To be honest, I do not remember being impressed at the time, but I can look back now and see how in many ways Dr. Ryn was prescient.
(From The New Jacobinsm, National Humanities Institute, 1991, pg. 71-72:)
The belief that political virtue is summed up in specific "principles" or "rights" and that these are also best known by an intellectual elite with special powers of discernment breeds not only arrogance in those who consider themselves in the know but intolerance of those who deviate from the presumed moral prescriptions. Why, indeed, should the complexity and messiness of society not yield to the direction of the virtuous?
The potential for tyranny in this moral abstractionism is apparent, for example, in the attacks on historical thinking by many of its intellectual exponents. The belief that human life is inescapably historical and that the pursuit of good must be adjusted to time and place is rejected as a threat to moral universality and rectitude. To think of moral universality as affected by historical circumstance is, so it is asserted, to dissolve moral universality; a rel moral standard must exist apart from the historical phenomena for which it is to be the standard. Besides revealing philosophically rather amateurish habits, this advocacy of a historically pure moral vantage point discloses the grounds for denying to individuality, particularity, and diversity as such any moral legitimacy. Let pure virtue rule!
Speaking of the United States and its principles as models for all peoples is today a recurring theme in some American intellectual and political circles. Sometimes the will to power behind this refrain is barely able to keep up ideological appearances. Writes Ben Wattenberg, "It's pretty clear what the global community need: probably a top cop, but surely a powerful global organizer. Somebody's got to do it. We're the only ones who can." Advocating a "visionary" American foreign policy, Wattenberg proclaims: "The idea of spreading democratic and American values around the world is visionary." With moralistic righteousness he adds, "It's the right thing to do."

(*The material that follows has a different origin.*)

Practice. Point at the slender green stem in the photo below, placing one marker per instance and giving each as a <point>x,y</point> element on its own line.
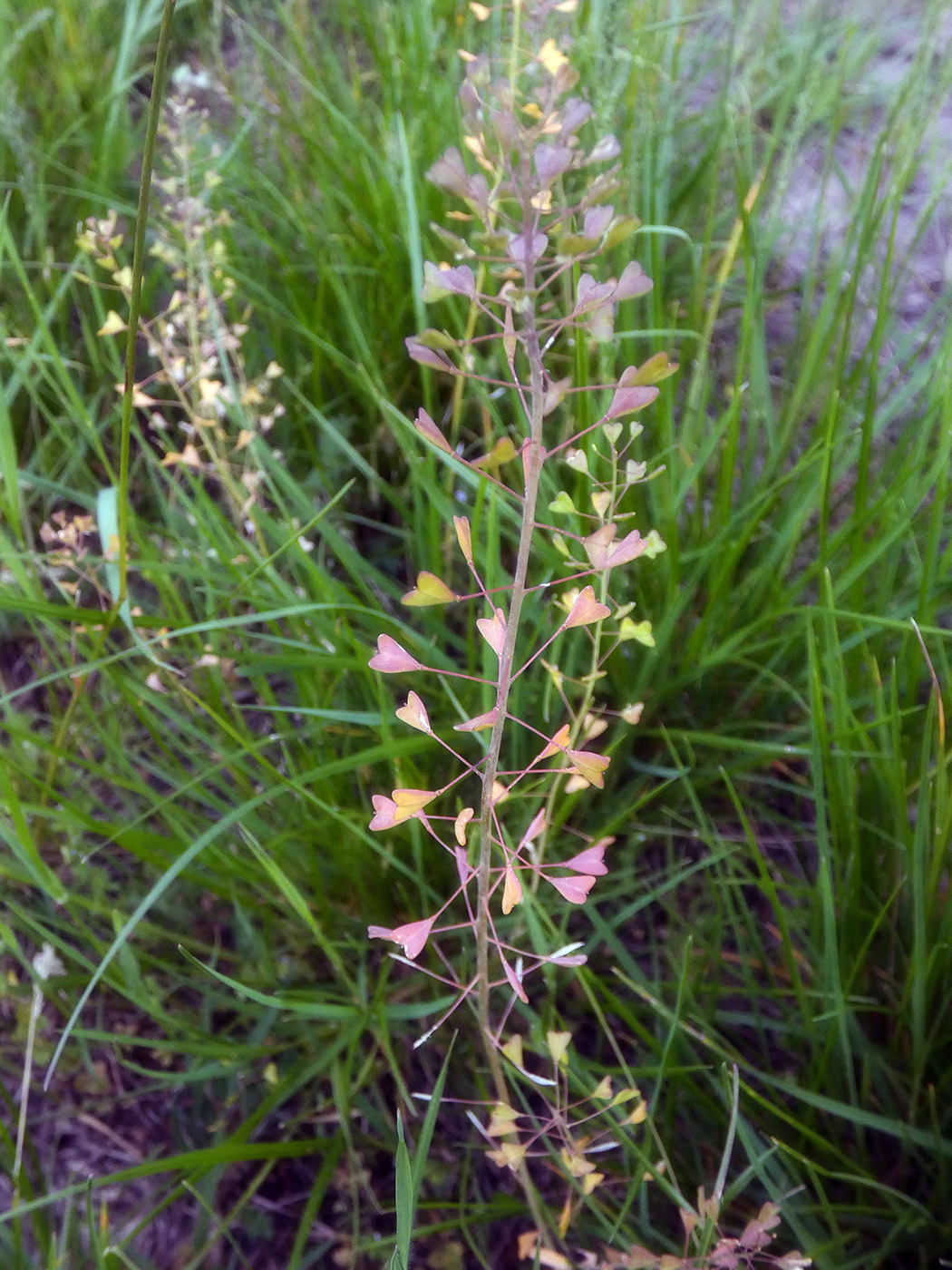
<point>155,107</point>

Now, I have little patience with the claims made by many that Iraqis (or maybe Arabs in general) are inherently incapable of living in some sort of democratic society because of their history. Such a belief dooms folks to forever living under tyranny, since you cannot develop a democratic history until you actually give it a try. However, Ryn is correct in saying we cannot export the American experience. Any democracy in Iraq worthy of the name would of necessity have to incorporate the elements of society that have played cohesive roles within it. If that means acknowledging the historical reality of sheiks, clan leaders, mullahs, other ethnic divisions, etc., than it does. Going up to these folks and saying "Ideological purity insists that you Mr. Sheik can no longer have political influence here," is a prescription for failure. So what if the political system that evolves doesn't look like that of New Jersey or Wisconsin?
If Edmund Burke were brought back and asked about this situation I get the feeling his first question would be, "So what are the traditional 'rights of Iraqimen?'" Has anyone in the Bush administration asked that question? I tend to doubt it.